Oil markets seemed unfazed on March 19th by OPEC’s decision on March 17th to cut production by 1 million b/d effective from April 1st.
The cartel’s second cut this year will reduce production by 4 percent to 24.2 million b/d in an effort to prevent falling oil prices in the second quarter.
The Bush administration called the news “disappointing,” particularly in light of looming world economic slowdowns.
U.S. Energy Secretary Spencer Abraham said that OPEC’s move “demonstrates the importance of increasing America’s domestic production and developing a national energy policy that will ensure a stable, reliable, affordable and diverse supply of energy.”
OPEC ministers decided to take action after two days of discussions in Vienna and agreed to meet again in June to further assess market conditions.
The official OPEC communiqué said that: “The present weaker world economy and the traditional sharp downturn in demand associated with the second quarter both clearly point to the need for a correction in oil supply, and the conference has taken the decision to stabilize the oil market.”
Industry sources indicated on March 19th that Saudi Arabia had already informed oil majors that crude volumes would be cut in April by an extra 6.5 percent from March supplies.
But, Saudi Oil Minister Ali Naimi attempted to reassure consuming nations that OPEC would move to raise production if prices climbed above $28 a barrel for the OPEC basket of crudes.

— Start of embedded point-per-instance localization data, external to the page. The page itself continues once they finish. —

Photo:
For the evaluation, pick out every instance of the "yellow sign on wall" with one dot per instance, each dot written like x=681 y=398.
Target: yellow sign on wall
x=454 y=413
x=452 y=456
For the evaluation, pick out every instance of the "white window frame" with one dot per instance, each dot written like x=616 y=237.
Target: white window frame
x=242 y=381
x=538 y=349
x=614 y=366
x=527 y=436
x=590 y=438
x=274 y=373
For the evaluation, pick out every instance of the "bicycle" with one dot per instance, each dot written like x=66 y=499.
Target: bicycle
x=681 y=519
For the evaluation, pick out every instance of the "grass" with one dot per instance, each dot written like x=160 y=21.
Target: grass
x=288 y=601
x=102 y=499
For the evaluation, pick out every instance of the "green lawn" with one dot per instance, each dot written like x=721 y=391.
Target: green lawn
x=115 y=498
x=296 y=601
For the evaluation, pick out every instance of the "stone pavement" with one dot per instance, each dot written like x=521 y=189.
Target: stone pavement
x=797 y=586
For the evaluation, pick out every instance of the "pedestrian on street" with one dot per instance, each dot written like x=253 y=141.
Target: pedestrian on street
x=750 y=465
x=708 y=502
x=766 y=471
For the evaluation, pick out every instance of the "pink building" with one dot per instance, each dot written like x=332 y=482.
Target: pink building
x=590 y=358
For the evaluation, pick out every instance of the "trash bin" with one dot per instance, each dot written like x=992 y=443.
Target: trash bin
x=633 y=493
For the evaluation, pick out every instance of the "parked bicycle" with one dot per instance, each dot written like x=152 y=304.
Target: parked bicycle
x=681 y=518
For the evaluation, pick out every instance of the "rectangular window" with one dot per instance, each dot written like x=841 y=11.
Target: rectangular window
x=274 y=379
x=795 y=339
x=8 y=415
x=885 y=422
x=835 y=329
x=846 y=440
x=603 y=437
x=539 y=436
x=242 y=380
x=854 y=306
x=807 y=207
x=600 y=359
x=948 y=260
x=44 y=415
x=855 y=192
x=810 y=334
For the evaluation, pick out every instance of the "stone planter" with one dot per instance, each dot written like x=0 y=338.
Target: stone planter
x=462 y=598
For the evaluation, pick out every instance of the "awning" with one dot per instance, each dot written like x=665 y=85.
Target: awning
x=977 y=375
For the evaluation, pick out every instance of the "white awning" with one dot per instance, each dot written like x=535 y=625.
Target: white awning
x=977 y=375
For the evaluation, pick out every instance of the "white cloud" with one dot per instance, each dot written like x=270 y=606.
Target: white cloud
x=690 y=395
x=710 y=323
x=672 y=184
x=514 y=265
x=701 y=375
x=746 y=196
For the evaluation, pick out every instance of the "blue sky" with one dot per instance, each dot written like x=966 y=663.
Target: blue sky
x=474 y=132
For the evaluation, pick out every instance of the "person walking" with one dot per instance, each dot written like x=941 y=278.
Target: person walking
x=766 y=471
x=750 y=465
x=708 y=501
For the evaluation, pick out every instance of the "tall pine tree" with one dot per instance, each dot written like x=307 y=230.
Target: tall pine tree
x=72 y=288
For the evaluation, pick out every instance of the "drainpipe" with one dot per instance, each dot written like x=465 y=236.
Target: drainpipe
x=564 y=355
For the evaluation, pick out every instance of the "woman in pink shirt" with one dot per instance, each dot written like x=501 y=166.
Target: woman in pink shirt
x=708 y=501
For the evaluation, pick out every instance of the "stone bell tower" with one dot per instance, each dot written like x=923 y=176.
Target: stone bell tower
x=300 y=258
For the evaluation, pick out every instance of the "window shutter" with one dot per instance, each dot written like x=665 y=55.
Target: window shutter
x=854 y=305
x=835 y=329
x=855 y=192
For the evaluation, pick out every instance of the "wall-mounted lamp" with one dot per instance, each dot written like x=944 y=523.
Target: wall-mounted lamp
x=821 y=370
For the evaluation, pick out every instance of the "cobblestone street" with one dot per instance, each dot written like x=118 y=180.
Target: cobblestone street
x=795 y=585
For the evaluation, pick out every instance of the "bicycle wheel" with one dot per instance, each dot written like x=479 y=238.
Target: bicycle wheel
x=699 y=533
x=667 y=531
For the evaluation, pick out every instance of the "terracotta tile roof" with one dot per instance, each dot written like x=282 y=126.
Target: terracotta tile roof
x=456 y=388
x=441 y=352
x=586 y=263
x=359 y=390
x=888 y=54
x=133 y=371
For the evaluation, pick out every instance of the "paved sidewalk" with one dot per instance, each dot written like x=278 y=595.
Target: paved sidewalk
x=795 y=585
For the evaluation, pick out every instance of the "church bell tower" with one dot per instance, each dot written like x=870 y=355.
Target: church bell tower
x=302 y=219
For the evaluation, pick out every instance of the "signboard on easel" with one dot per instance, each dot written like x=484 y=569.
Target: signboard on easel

Naimi said that: “We may have to add more to the market before the June meeting.”
Non-OPEC producers Mexico, Angola, Oman and Russia have indicated that they will work with the cartel to maintain stable prices, although only Mexico is considered likely to make any significant change to supply levels.
Mexican Deputy Oil Minister Juan Antonio Barges said following the OPEC meeting that his country would make a decision about a reduction in its output on March 19th or 20th.